Quenching of potassium loss from styrene catalyst: Effect of Cr doping on stabilization of the K 2Fe 22O 34 active phase

Abstract

The stabilization of potassium in β-ferrite, the active phase of styrene catalyst by chromium additive (0.25–5 wt%), was investigated by means of a species-resolved (K and K +) thermal alkali desorption technique, corroborated by XRD, Mössbauer, XPS, SEM characterization, and reactivity studies. The Mössbauer spectra revealed that a major part of Cr 3+ substitutes the Fe 3+ ions in the octahedral (12 k) positions.
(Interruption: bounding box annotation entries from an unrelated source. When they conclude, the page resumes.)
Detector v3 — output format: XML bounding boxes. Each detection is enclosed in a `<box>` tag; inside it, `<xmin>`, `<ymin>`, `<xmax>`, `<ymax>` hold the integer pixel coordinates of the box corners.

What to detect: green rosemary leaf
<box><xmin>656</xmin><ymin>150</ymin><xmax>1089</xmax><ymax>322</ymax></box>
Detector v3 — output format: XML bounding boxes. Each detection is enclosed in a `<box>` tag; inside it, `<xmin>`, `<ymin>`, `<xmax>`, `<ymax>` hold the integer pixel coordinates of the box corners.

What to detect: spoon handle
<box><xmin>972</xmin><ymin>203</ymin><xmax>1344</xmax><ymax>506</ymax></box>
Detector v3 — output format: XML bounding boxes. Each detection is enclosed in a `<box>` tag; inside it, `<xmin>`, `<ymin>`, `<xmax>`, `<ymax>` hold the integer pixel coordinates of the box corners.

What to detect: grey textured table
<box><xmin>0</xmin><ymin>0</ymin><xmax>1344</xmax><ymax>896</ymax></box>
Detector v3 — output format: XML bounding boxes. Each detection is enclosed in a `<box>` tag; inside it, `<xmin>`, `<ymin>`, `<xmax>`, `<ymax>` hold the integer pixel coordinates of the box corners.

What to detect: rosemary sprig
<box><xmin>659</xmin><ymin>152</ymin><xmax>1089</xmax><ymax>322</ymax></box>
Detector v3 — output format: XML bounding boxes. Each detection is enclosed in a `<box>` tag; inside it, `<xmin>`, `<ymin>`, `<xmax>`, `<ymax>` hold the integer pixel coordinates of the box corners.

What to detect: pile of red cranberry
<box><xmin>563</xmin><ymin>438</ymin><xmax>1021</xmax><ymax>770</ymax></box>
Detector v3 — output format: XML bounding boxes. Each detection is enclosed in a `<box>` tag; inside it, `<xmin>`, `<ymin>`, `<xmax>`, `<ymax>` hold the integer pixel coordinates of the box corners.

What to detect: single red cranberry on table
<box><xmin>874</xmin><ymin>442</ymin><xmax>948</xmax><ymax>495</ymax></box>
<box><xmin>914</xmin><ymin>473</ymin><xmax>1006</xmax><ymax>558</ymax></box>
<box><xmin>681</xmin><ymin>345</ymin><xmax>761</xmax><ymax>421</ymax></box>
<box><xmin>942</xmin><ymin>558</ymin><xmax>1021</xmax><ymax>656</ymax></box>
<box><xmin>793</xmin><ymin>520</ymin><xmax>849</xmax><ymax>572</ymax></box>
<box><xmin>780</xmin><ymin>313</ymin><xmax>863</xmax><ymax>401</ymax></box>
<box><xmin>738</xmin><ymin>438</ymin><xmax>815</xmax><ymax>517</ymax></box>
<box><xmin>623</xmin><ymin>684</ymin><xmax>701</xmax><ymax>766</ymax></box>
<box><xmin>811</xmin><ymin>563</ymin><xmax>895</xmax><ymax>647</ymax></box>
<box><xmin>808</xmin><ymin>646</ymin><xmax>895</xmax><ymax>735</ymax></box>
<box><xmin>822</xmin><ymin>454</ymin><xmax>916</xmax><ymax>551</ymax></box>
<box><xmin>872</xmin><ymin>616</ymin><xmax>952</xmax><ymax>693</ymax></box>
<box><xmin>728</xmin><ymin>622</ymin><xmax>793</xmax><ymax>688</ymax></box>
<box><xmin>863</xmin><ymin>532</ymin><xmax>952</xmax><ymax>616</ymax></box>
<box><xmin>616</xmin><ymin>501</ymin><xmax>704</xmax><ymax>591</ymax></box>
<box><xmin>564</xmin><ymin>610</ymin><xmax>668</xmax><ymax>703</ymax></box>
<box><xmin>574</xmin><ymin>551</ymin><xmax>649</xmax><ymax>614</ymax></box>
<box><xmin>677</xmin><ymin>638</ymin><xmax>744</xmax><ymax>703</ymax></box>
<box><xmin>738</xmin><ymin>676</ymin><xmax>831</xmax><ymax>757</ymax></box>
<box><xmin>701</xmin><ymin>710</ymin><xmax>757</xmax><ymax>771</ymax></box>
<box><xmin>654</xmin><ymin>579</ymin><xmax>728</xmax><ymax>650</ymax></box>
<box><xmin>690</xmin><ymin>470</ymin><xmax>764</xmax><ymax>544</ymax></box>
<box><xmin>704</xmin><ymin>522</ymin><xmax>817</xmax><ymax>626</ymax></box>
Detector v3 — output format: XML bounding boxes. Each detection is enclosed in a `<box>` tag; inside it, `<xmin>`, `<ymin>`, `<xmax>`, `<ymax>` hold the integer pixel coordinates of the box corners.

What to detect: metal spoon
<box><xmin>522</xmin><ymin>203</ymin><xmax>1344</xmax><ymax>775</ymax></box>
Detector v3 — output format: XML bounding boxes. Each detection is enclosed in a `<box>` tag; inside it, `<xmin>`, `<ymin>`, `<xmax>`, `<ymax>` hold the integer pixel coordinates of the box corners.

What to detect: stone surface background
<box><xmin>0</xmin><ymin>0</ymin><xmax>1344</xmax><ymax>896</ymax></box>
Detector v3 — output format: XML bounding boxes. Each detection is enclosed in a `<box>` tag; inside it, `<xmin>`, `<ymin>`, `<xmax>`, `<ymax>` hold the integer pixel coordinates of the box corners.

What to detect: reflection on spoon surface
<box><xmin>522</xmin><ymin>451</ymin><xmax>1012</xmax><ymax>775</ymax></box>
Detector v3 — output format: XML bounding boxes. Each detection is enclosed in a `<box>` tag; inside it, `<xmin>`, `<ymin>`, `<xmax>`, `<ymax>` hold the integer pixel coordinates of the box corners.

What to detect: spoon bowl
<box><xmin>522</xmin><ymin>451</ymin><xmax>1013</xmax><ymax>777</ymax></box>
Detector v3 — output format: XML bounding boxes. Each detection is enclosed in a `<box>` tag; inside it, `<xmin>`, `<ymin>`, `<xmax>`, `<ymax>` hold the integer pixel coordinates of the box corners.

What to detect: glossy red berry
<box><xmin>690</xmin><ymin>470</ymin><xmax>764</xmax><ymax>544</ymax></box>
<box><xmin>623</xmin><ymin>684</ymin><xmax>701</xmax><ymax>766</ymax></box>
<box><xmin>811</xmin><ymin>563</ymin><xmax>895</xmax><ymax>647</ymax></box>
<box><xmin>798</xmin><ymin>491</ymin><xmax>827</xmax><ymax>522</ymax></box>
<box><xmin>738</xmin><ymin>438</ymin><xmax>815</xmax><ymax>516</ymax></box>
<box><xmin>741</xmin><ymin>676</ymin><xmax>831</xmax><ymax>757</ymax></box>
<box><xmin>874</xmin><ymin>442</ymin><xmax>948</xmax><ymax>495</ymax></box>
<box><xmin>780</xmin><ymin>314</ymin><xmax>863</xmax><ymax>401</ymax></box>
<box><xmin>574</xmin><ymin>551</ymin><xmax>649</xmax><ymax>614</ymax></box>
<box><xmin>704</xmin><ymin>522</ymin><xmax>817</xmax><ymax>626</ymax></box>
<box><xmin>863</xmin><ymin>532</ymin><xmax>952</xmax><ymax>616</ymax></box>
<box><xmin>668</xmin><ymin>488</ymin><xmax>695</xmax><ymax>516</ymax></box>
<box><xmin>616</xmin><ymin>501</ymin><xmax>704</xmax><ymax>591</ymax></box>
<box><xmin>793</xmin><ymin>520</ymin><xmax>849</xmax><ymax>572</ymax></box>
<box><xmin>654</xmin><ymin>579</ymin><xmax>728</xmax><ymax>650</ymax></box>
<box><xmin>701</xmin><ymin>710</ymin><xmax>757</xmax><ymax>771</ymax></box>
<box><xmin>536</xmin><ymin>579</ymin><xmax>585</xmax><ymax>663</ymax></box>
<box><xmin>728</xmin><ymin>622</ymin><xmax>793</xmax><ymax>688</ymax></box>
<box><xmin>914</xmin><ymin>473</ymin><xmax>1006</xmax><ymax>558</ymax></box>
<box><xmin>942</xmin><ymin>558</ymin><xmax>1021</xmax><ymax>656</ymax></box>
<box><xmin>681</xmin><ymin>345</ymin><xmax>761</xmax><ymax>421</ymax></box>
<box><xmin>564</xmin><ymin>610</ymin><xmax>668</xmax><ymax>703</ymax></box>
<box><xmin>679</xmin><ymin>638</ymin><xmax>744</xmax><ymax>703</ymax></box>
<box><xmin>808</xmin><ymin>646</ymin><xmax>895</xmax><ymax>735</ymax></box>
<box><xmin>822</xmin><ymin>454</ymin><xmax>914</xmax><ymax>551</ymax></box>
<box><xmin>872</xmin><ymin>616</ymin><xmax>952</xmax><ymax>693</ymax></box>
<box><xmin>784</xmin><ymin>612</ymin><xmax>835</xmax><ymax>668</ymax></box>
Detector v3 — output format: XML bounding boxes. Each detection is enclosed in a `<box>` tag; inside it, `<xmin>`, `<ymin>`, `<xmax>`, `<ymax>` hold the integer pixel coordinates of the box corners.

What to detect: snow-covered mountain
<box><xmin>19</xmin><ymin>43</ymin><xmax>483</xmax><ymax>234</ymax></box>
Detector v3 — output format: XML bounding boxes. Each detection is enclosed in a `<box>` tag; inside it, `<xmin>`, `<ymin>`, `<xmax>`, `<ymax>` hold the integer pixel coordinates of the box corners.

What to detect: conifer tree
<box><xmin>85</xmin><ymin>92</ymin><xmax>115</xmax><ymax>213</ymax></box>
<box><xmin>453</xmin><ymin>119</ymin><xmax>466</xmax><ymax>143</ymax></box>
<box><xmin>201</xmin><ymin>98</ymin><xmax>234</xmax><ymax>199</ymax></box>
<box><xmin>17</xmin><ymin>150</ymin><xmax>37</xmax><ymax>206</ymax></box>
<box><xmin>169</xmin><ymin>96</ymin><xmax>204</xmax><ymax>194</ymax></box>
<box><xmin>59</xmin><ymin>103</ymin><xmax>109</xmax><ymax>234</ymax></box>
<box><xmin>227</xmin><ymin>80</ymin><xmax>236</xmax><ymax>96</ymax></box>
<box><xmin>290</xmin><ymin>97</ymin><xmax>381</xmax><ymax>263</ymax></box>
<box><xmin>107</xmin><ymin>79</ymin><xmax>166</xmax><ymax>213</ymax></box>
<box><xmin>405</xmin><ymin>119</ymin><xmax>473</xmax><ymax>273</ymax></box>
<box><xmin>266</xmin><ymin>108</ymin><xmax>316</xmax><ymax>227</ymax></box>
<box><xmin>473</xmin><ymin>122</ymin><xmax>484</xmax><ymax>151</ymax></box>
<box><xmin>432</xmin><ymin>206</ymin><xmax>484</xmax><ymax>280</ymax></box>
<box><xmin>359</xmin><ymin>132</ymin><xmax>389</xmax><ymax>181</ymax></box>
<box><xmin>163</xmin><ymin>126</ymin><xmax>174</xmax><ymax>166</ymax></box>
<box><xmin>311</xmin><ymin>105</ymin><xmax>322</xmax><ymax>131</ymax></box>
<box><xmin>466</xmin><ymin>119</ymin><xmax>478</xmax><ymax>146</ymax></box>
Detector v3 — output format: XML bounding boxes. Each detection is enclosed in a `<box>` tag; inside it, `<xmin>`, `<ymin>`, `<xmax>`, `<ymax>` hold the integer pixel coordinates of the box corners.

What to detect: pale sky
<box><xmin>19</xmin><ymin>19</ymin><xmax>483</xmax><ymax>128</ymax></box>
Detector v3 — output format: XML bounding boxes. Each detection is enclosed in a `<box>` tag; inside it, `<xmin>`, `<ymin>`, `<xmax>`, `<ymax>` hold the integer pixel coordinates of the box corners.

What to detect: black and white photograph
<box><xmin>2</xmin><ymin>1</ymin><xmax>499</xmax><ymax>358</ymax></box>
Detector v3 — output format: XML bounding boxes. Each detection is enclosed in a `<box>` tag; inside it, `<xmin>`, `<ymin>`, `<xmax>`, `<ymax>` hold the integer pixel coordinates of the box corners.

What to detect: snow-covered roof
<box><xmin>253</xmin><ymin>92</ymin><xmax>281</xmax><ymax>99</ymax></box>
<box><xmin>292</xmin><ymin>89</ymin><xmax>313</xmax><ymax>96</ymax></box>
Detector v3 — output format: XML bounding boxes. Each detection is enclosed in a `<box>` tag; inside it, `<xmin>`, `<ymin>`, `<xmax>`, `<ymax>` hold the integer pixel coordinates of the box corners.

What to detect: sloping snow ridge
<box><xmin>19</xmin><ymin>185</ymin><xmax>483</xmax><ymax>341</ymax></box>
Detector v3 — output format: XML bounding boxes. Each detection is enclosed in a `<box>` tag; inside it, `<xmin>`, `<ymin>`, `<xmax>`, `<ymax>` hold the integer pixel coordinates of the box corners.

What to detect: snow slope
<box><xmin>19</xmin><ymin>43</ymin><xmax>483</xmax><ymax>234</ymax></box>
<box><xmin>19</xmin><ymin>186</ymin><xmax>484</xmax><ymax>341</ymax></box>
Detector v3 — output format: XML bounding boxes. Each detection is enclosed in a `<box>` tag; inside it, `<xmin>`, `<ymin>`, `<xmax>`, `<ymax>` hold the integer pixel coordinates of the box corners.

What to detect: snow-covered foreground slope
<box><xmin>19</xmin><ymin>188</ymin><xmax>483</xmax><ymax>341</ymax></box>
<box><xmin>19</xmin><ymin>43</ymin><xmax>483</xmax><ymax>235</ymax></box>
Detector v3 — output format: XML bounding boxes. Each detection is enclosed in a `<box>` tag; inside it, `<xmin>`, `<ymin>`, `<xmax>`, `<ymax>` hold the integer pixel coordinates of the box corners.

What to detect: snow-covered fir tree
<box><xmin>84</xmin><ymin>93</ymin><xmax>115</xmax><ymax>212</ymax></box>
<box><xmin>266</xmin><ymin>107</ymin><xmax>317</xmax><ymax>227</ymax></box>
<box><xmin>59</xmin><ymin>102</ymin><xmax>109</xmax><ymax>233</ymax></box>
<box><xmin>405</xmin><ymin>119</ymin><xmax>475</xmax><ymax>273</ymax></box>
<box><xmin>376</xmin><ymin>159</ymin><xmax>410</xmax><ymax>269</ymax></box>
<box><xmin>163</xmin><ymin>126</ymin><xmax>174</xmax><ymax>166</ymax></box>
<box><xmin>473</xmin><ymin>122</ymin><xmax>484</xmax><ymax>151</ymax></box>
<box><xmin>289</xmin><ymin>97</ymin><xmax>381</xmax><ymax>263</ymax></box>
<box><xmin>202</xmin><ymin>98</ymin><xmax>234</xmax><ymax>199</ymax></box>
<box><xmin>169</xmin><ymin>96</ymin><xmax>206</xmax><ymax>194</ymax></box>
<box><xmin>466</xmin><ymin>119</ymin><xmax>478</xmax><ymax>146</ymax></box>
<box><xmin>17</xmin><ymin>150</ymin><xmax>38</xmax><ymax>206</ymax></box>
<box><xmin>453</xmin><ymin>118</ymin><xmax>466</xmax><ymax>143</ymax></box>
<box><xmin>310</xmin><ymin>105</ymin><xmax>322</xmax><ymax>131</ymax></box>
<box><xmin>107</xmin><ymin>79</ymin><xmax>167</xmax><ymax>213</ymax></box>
Introduction of chromium causes an increase in desorption energy by 1.1 eV for potassium ions and by 1.4 eV for potassium atoms. The stabilizing effect of chromium has been explained in terms of the extra-pillars potassium-blocking model, which involves the displacement of Fe 3+ ions into 4f tetrahedral positions, leading to the formation of additional iron oxide pillars between the spinel blocks of the β-ferrite. The appearance of topological constrains prevents potassium diffusion in the [001] conduction plane to an external surface. As a result, at the process temperature (600–650 °C), the volatilization of potassium from β-ferrite is significantly quenched, while the activity in ethylbenzene dehydrogenation is simultaneously enhanced.